In September the Ohio Department of Corrections ran out of pentobarbital to carry out Ronald Phillips' Nov. 14 planned execution after Lundbeck, the Danish manufacturer of the drug, barred its sale to prisons and corrections departments for death-penalty use. The state said it will turn to a new method using an intravenous combination of the sedative midazolam and hydromorphone, a painkiller, to put Phillips to death.
Human- and legal-rights campaigners have aired concern over the drugs, claiming that their use is untested and risks an ordeal tantamount to torture.
Phillips, 40, was sentenced to die for raping and killing Sheila Marie Evans, the 3-year-old daughter of his girlfriend, in 1993, after a long period of abusing the girl.
Arguing that Phillips' Nov. 14 execution should not take place, the inmate's lawyers told a federal judge that Ohio's announcement of a new capital-punishment policy last month was delayed so long, it didn't leave enough time to fully investigate the method.
Questions have also been raised over the state's adoption of new rules that allow it to rely on compounding pharmacies — which are not subjected to the same federal scrutiny as pharmaceutical firms — for drugs. Moreover, officials have committed the state to carrying out any execution in a humane and dignified manner.
Compounding pharmacies process ingredients to fit the needs of individual patients and are regulated by the states, not the stricter Food and Drug Administration, which regulates drug manufacturers.
Judge Gregory Frost said he understands why Phillips does not trust the state to follow its own execution policies because of problems in the past.

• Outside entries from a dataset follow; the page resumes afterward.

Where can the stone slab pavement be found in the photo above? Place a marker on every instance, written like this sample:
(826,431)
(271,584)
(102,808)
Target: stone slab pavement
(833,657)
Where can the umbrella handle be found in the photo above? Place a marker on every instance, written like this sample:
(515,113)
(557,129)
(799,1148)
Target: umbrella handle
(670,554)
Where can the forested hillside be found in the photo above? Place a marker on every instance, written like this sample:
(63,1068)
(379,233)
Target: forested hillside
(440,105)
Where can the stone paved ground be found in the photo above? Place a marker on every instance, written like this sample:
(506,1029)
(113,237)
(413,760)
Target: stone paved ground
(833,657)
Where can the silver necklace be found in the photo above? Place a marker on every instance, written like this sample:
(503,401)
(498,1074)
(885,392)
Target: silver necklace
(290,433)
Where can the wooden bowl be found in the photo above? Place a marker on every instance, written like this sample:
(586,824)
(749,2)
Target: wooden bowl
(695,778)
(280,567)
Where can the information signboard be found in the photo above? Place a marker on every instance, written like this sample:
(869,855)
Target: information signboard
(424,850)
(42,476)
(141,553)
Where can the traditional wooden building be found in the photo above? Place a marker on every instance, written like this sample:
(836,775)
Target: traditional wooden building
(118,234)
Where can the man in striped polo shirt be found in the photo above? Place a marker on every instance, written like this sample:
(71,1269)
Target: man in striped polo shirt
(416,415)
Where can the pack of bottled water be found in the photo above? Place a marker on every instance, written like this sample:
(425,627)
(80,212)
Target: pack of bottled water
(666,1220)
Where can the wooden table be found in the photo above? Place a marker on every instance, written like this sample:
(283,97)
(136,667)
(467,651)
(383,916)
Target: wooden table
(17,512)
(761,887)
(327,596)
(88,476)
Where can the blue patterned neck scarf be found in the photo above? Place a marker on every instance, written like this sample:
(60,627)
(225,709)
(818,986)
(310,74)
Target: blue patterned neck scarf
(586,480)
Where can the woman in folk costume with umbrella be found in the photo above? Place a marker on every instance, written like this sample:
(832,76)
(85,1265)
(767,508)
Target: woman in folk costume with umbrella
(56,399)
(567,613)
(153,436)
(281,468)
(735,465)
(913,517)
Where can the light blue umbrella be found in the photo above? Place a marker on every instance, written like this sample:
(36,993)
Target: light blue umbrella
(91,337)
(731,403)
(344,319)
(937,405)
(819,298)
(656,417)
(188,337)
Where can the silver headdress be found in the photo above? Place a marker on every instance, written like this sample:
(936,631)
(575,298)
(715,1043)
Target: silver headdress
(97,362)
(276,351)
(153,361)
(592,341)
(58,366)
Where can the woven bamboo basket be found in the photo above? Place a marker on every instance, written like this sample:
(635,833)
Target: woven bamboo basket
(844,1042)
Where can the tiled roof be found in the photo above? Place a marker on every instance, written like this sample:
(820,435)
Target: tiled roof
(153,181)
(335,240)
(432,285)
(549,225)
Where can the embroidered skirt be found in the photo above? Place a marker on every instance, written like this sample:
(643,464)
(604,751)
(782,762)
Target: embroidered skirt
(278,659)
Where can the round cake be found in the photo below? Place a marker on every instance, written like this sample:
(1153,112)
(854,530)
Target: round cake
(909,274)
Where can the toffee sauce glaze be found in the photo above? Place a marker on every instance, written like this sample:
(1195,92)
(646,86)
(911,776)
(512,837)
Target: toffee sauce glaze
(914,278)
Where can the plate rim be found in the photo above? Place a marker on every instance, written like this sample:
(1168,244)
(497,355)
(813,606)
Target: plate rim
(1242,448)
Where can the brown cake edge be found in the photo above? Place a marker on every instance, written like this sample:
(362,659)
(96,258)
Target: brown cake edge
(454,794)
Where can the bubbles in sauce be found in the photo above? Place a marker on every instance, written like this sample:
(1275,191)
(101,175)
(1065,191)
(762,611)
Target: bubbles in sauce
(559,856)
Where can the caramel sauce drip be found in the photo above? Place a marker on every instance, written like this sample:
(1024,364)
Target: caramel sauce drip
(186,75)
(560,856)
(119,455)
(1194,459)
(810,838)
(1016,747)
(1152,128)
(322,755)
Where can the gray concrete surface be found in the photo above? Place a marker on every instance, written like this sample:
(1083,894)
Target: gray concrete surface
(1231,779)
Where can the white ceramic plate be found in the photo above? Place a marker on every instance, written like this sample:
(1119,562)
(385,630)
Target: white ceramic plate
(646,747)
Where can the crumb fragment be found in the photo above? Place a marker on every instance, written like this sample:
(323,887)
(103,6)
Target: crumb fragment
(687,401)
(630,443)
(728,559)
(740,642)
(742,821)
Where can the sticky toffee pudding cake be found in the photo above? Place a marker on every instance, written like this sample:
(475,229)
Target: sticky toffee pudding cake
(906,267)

But in a 51-page ruling, he said Phillips did not prove the state's new policy is unconstitutional.
"Some of the changes target the drug issue, while other changes tweak the protocol in various ways," Frost wrote. "The changes do not invariably result in the new protocol being unconstitutional."
An attorney for Ohio said the state is committed to carrying out the execution in a humane, dignified and constitutional manner and understands that commitment.
"The state will do what the state says it will do," Christopher Conomy, an assistant Ohio attorney general, said at the hearing.
But advocates for prisoner rights disagree with Frost's ruling, noting Ohio's responsibility to carry out executions humanely.
"To use untried and untested drugs in an execution is to introduce a serious — and constitutionally unacceptable — risk that the execution will amount to an exercise in torture," Maya Foa, director of legal-rights charity Reprieve's death-penalty team, told Al Jazeera. "If Ohio Department of Corrections is unable to carry out executions in a humane manner, it should not be executing at all."
Ohio Department of Corrections had considered using a compounding pharmacy after its supply of federally regulated pentobarbital ran out in September — a controversial method Missouri has adopted and has been criticized for.
In video testimony from the prison housing death row at the Nov. 1 hearing, Phillips said a doctor could not find veins in his arms during a pre-execution checkup in October.
"I guess the Lord hid my veins from them," Phillips said.
But later testimony from a prison doctor and nurse about that examination led Frost to conclude that they found usable veins, according to Thursday's ruling.
Hours after Phillips' lawyer failed to persuade the federal judge that the updated execution policy is unconstitutional, Gov. John Kasich rejected the inmate's request for clemency. If executed, Phillips will become the 392nd convicted murderer put to death in Ohio.
Ehab Zahriyeh contributed to this report. With The Associated Press.